A final rule to strengthen and modernize the Community Reinvestment Act (CRA) was issued this week by federal bank regulatory agencies.
The CRA is a law that was enacted nearly 50 years ago to encourage banks to help meet the credit needs of their entire communities, especially in low– and moderate–income (LMI) neighborhoods.
The final rule makes several key updates to the CRA regulations. Among them, it requires the agencies to evaluate bank performance across the varied activities they conduct and communities in which they operate so that the CRA continues to be an effective tool to address inequities in access to credit and financial services. It also promotes financial inclusion by supporting bank activities with Minority Depository Institutions and Community Development Financial Institutions and in Native Land Areas, rural areas, persistent poverty areas, and other high–need areas.
It will also update the CRA regulations to evaluate lending outside traditional assessment areas generated by the growth of non–branch delivery systems, such as online and mobile banking, branchless banking, and hybrid models. It is designed to recognize the continued importance of bank branches, while establishing a framework to evaluate the digital delivery of banking products and services for certain banks.
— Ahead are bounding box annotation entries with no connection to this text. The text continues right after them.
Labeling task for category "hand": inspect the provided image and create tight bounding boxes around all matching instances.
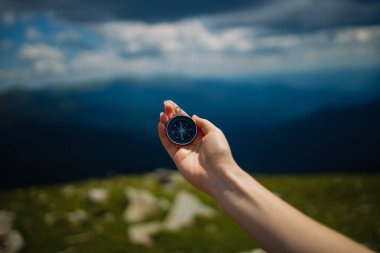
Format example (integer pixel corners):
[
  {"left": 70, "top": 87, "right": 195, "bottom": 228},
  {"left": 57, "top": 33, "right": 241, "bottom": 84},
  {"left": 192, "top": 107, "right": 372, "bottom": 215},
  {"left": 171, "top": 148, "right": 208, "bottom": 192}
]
[{"left": 158, "top": 101, "right": 235, "bottom": 194}]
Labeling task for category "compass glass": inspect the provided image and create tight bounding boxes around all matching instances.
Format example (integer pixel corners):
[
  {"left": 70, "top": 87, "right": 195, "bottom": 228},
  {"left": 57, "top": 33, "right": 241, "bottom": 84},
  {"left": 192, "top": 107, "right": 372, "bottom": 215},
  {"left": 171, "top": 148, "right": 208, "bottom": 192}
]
[{"left": 166, "top": 115, "right": 197, "bottom": 145}]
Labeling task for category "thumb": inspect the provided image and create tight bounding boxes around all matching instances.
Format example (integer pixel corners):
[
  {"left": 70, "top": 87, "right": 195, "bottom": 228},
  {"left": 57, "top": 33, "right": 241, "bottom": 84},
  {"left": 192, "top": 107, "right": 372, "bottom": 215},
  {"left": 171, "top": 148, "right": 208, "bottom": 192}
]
[{"left": 193, "top": 114, "right": 218, "bottom": 135}]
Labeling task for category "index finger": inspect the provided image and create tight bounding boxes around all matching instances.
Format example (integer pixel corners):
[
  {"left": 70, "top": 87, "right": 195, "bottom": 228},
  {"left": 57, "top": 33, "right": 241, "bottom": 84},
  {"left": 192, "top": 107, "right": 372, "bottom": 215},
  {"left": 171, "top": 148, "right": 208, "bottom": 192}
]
[{"left": 164, "top": 100, "right": 189, "bottom": 118}]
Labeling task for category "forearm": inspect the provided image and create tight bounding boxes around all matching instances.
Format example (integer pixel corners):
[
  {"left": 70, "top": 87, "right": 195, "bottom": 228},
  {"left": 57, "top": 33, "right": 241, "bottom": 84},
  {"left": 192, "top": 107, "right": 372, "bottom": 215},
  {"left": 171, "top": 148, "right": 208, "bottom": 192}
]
[{"left": 209, "top": 165, "right": 370, "bottom": 253}]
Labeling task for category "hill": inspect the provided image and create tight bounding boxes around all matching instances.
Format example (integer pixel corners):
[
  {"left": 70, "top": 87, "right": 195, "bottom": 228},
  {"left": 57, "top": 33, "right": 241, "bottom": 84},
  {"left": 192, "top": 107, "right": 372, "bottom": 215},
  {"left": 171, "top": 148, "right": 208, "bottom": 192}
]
[
  {"left": 0, "top": 77, "right": 380, "bottom": 188},
  {"left": 0, "top": 174, "right": 380, "bottom": 253}
]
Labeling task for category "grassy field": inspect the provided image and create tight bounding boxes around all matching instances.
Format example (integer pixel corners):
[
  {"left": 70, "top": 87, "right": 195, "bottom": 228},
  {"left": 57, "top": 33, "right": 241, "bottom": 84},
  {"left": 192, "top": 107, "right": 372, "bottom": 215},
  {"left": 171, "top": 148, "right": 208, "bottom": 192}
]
[{"left": 0, "top": 175, "right": 380, "bottom": 253}]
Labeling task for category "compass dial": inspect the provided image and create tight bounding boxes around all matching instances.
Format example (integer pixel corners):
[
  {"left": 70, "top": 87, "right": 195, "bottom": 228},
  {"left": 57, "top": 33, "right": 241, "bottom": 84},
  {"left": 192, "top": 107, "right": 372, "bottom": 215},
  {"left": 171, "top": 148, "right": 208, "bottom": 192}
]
[{"left": 166, "top": 115, "right": 197, "bottom": 145}]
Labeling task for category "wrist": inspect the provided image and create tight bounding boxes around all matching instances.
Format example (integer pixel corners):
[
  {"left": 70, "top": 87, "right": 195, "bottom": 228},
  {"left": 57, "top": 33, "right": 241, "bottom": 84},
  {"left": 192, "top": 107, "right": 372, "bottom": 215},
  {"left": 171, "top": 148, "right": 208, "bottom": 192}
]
[{"left": 206, "top": 161, "right": 245, "bottom": 200}]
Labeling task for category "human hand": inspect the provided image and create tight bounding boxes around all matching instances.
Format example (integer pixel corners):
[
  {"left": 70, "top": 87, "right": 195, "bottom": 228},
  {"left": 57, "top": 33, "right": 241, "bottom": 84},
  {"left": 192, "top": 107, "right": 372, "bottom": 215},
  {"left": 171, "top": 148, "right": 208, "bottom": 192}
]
[{"left": 158, "top": 101, "right": 236, "bottom": 194}]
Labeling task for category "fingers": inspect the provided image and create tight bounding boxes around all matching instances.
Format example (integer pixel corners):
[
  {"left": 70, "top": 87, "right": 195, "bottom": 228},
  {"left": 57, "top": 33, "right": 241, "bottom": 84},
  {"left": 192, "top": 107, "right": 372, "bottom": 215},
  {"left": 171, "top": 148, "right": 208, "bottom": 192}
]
[
  {"left": 193, "top": 115, "right": 219, "bottom": 135},
  {"left": 164, "top": 100, "right": 189, "bottom": 118},
  {"left": 158, "top": 122, "right": 177, "bottom": 158},
  {"left": 160, "top": 112, "right": 169, "bottom": 125}
]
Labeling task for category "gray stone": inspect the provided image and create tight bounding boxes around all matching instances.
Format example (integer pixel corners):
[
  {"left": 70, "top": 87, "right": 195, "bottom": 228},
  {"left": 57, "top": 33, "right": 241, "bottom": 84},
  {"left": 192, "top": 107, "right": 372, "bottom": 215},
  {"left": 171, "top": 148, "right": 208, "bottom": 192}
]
[
  {"left": 124, "top": 187, "right": 169, "bottom": 223},
  {"left": 128, "top": 222, "right": 162, "bottom": 246},
  {"left": 164, "top": 190, "right": 216, "bottom": 231}
]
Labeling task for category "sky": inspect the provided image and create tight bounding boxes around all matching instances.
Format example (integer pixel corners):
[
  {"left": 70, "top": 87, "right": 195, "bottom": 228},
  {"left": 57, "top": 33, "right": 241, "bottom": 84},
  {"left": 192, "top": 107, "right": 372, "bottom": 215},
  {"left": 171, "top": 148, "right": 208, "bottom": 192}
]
[{"left": 0, "top": 0, "right": 380, "bottom": 89}]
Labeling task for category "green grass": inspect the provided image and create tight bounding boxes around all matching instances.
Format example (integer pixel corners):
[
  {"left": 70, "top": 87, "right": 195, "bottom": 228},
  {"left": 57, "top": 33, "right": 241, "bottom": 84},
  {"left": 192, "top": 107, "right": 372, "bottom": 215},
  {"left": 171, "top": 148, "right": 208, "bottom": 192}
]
[{"left": 0, "top": 175, "right": 380, "bottom": 253}]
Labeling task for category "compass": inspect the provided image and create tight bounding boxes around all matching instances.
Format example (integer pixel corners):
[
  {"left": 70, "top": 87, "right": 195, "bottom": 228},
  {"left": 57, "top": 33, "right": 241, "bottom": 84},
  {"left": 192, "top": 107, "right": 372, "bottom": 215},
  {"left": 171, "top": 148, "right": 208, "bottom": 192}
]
[{"left": 166, "top": 107, "right": 198, "bottom": 146}]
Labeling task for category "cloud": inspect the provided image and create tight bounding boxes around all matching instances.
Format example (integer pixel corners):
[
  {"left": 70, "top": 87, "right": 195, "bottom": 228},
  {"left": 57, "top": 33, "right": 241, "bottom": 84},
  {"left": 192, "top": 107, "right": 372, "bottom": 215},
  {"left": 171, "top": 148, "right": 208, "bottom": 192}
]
[
  {"left": 1, "top": 0, "right": 266, "bottom": 22},
  {"left": 19, "top": 43, "right": 63, "bottom": 60},
  {"left": 2, "top": 11, "right": 14, "bottom": 26},
  {"left": 19, "top": 43, "right": 66, "bottom": 74},
  {"left": 209, "top": 0, "right": 380, "bottom": 33},
  {"left": 0, "top": 39, "right": 13, "bottom": 50},
  {"left": 25, "top": 26, "right": 41, "bottom": 40},
  {"left": 96, "top": 20, "right": 253, "bottom": 56},
  {"left": 2, "top": 0, "right": 380, "bottom": 33}
]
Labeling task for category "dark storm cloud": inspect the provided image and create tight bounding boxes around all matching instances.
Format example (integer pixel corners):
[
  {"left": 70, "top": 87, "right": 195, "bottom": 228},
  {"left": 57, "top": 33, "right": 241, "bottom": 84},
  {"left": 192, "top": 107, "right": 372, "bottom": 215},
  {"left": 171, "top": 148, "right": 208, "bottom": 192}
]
[
  {"left": 209, "top": 0, "right": 380, "bottom": 33},
  {"left": 0, "top": 0, "right": 268, "bottom": 22},
  {"left": 0, "top": 0, "right": 380, "bottom": 32}
]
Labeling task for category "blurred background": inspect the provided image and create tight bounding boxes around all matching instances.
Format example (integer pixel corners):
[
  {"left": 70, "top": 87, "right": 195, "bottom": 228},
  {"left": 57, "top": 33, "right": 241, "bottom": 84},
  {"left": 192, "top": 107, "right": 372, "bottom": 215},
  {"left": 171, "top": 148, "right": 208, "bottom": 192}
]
[{"left": 0, "top": 0, "right": 380, "bottom": 252}]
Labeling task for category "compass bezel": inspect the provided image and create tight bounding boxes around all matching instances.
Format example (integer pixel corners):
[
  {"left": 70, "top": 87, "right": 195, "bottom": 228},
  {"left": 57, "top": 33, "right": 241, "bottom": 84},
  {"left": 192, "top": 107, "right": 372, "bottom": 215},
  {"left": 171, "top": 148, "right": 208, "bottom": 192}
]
[{"left": 166, "top": 115, "right": 198, "bottom": 146}]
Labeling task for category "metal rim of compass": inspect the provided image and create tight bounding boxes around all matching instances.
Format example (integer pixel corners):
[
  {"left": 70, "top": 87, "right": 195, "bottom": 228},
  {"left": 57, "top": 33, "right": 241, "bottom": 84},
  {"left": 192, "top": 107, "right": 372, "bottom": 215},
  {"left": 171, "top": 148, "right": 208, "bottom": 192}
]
[{"left": 166, "top": 113, "right": 198, "bottom": 146}]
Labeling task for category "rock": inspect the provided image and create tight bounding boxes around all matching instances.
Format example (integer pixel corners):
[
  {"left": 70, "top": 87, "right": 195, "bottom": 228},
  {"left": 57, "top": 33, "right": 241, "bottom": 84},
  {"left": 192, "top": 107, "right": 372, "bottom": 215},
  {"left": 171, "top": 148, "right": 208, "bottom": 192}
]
[
  {"left": 87, "top": 188, "right": 108, "bottom": 204},
  {"left": 103, "top": 212, "right": 115, "bottom": 223},
  {"left": 0, "top": 230, "right": 24, "bottom": 253},
  {"left": 128, "top": 222, "right": 162, "bottom": 246},
  {"left": 0, "top": 210, "right": 24, "bottom": 253},
  {"left": 241, "top": 249, "right": 266, "bottom": 253},
  {"left": 148, "top": 168, "right": 184, "bottom": 193},
  {"left": 164, "top": 191, "right": 215, "bottom": 231},
  {"left": 66, "top": 232, "right": 93, "bottom": 245},
  {"left": 44, "top": 212, "right": 56, "bottom": 226},
  {"left": 0, "top": 211, "right": 14, "bottom": 236},
  {"left": 66, "top": 209, "right": 87, "bottom": 226},
  {"left": 124, "top": 187, "right": 169, "bottom": 222},
  {"left": 61, "top": 185, "right": 76, "bottom": 198}
]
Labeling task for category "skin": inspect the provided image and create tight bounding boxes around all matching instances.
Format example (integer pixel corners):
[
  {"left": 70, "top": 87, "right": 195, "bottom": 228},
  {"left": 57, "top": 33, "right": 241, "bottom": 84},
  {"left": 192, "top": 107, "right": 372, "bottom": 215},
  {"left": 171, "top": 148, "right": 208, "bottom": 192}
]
[{"left": 158, "top": 101, "right": 372, "bottom": 253}]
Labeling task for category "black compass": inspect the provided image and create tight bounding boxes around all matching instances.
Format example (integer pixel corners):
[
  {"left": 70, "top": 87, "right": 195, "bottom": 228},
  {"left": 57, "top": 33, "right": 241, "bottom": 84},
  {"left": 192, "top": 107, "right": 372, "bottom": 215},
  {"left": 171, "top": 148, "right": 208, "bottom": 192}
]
[{"left": 166, "top": 115, "right": 198, "bottom": 146}]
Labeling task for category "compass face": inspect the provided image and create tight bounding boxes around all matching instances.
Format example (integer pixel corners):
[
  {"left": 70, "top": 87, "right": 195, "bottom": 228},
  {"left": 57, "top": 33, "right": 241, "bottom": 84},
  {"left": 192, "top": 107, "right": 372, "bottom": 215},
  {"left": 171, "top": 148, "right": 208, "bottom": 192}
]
[{"left": 166, "top": 115, "right": 197, "bottom": 145}]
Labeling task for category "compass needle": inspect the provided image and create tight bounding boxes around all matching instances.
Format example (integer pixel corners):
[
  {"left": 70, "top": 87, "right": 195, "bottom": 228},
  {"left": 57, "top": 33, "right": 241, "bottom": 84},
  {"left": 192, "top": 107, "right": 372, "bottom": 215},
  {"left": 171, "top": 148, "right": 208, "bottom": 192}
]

In addition, the final rule adopts a new metrics–based approach to evaluating bank retail lending and community development financing, using benchmarks based on peer and demographic data. The agencies will develop data tools using reported loan data that give banks and the public additional insight into performance standards. It also clarifies eligible CRA activities, such as affordable housing, that are focused on LMI, underserved, native, and rural communities.
Finally, it looks to target CRA evaluations and data collection to bank size and type, recognizing the differences in bank size and business models. For example, small banks will continue to be evaluated under the existing framework with the option to be evaluated under the new framework.
Most of the rule’s requirements will be applicable beginning Jan. 1, 2026, with the rest, including the data reporting requirements, applicable on Jan. 1, 2027. The rule was jointly finalized by the Office of the Comptroller of the Currency, the Federal Reserve Board, and the Federal Deposit Insurance Corporation.
The Consumer Bankers Association (CBA) said banks have long supported the goals of CRA and efforts to modernize law.
“We appreciate the attempts by the agencies to bring clarity and transparency to how banks are evaluated under CRA requirements. We also support the formalization of some metrics, clearer Community Development Definitions, excluding consumer credit cards from the rule, and a longer implementation timeline,” CBA President and CEO Lindsey Johnson said.
However, Johnson noted that some of the updates to the CRA could unintentionally impact the consumers it is trying to help.
“We urge regulators to take a hard look at compliance burdens give the complexity of the new rule. America’s leading banks remain committed to investing in the communities that need it most and will work to comply with the final rule,” Johnson said.